A morte de Brently representa para Louise uma libertação – “Free! Body and soul free!” she kept whispering.”. Mas de que se liberta ela? O outro que é simplesmente outro nunca nos ganha. O que está sempre fora de nós pode oprimir-nos, encurralar-nos e prender-nos, mas não pode nunca conquistar-nos. Mas é de uma conquista, de uma ocupação, que Louise se liberta. Porque a relação com Brently transformou-a. Ao fazer sua a vontade de Brently, ela incorporou-o, tornando-o parte de si. E, no entanto, ele continua a ser uma vontade estranha, mesmo que surgindo dentro de Louise. Pelo que só se pode concluir que Brently é o outro que Louise traz em si, é o seu outro. E é precisamente deste outro que ela se liberta. Nesse processo, ela pode desdenhar o amor, em face da afirmação de si mesma de que toma consciência ("What could love, the unsolved mystery, count for in face of this possession of self-assertion which she suddenly recognized as the strongest impulse of her being!").

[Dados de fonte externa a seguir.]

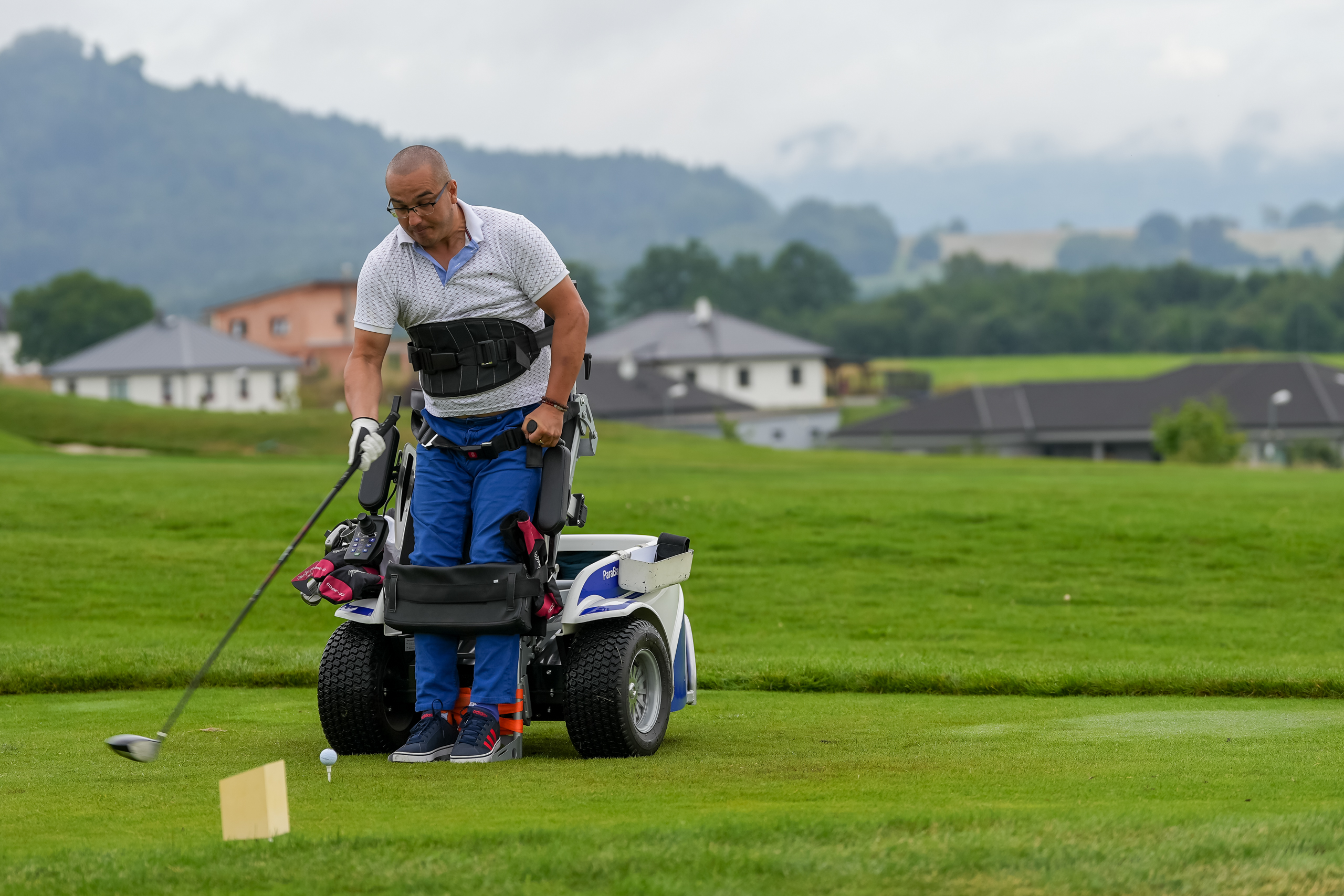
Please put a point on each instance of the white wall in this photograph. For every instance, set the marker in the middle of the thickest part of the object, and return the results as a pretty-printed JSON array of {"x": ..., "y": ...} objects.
[
  {"x": 188, "y": 390},
  {"x": 771, "y": 383}
]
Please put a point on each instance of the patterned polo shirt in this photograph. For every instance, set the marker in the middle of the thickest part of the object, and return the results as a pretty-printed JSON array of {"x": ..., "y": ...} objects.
[{"x": 514, "y": 265}]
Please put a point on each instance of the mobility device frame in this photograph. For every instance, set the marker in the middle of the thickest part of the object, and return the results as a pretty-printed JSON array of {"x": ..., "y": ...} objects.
[{"x": 612, "y": 664}]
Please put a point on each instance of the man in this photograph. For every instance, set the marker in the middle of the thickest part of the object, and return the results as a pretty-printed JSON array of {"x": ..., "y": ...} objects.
[{"x": 444, "y": 262}]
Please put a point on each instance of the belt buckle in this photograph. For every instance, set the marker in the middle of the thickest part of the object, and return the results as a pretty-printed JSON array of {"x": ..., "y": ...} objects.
[{"x": 487, "y": 354}]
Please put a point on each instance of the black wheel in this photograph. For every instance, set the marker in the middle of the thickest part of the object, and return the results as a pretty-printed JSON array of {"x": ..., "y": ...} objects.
[
  {"x": 618, "y": 690},
  {"x": 366, "y": 691}
]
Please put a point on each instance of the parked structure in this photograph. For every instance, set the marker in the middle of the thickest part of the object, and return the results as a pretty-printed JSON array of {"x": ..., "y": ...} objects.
[
  {"x": 10, "y": 344},
  {"x": 721, "y": 354},
  {"x": 178, "y": 363},
  {"x": 1112, "y": 419},
  {"x": 640, "y": 394},
  {"x": 311, "y": 321}
]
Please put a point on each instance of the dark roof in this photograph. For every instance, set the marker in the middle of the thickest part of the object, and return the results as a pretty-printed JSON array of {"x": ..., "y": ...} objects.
[
  {"x": 675, "y": 336},
  {"x": 1318, "y": 400},
  {"x": 646, "y": 395},
  {"x": 171, "y": 344}
]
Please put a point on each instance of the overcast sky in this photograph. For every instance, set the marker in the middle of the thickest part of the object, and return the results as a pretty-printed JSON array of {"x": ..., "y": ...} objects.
[{"x": 764, "y": 88}]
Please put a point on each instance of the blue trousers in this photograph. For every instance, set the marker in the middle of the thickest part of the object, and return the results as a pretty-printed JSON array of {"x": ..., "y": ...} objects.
[{"x": 457, "y": 507}]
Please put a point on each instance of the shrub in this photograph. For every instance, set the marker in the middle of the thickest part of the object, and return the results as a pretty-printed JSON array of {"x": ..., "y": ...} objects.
[{"x": 1199, "y": 433}]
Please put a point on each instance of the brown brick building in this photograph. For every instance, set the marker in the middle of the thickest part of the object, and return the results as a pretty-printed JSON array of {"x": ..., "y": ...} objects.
[{"x": 311, "y": 321}]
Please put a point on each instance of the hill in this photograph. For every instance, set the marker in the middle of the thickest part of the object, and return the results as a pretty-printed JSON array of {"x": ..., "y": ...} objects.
[{"x": 206, "y": 194}]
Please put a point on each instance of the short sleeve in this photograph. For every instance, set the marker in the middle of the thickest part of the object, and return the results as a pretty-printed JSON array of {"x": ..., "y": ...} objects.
[
  {"x": 537, "y": 265},
  {"x": 375, "y": 296}
]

O percurso de Louise é inverso ao de Narciso: este, ao descobrir o seu outro (no lago), morre quando tenta ir ao seu encontro. Louise, ao invés, quer libertar-se do seu outro e morre porque ele vem ter consigo.
Nestes percursos inversos, contudo, mora a mesma verdade. Para o percebermos, temos de atentar no seguinte. Narciso quis fundir-se com o seu outro. Amador do seu reflexo, quis transformar-se na cousa amada. Tal acto, porém, traduz-se em negar esse outro que se procura: ao querer passar a barreira que o separava do reflexo, Narciso pretendia que o outro deixasse de o ser para passar a ser apenas ele mesmo. Este gesto foi o seu suicídio. Porque querer ser tudo é ser nada. Já Louise, em sentido oposto, quis fugir do seu outro, preencher o mundo apenas de si mesma. Mas também isto é negar o outro. E este propósito de preencher todos os lugares com apenas nós mesmos e sem o nosso outro resulta afinal em ficar em lugar nenhum, pois largamos assim o outro que em nós mora e nos sustenta.
E assim chegamos à verdade idêntica nos dois relatos: negarmos o nosso outro, aquilo que, morando em nós, nos é estranho, é afinal negarmo-nos a nós mesmos.
O quadro de Dalí – pelo menos a julgar pela interpretação que o próprio pintor dele oferece – traz uma estranha terceira via, alternativa a estes caminhos de morte.
Só podemos observar no quadro a contemplação estática de Narciso diante do espelho de água. Esta imobilidade é a terceira via: a de não ir ao encontro do nosso outro, mas sem fugir dele. A imobilidade também é o ponto de partida que Dalí propõe para a hipótese de uma vida nova a partir do amor:
Como depois explica no seu belo poema sobre o quadro, a flor nasce a partir da semente largada pela própria cabeça de Narciso. A flor só pode brotar e nascer, todavia, porque sustentada pela mão do reflexo (do seu outro, portanto) que a segura. O que só faz sentido se nos lembrarmos de que o nosso outro nos é, afinal, essencial, porque nos sustenta.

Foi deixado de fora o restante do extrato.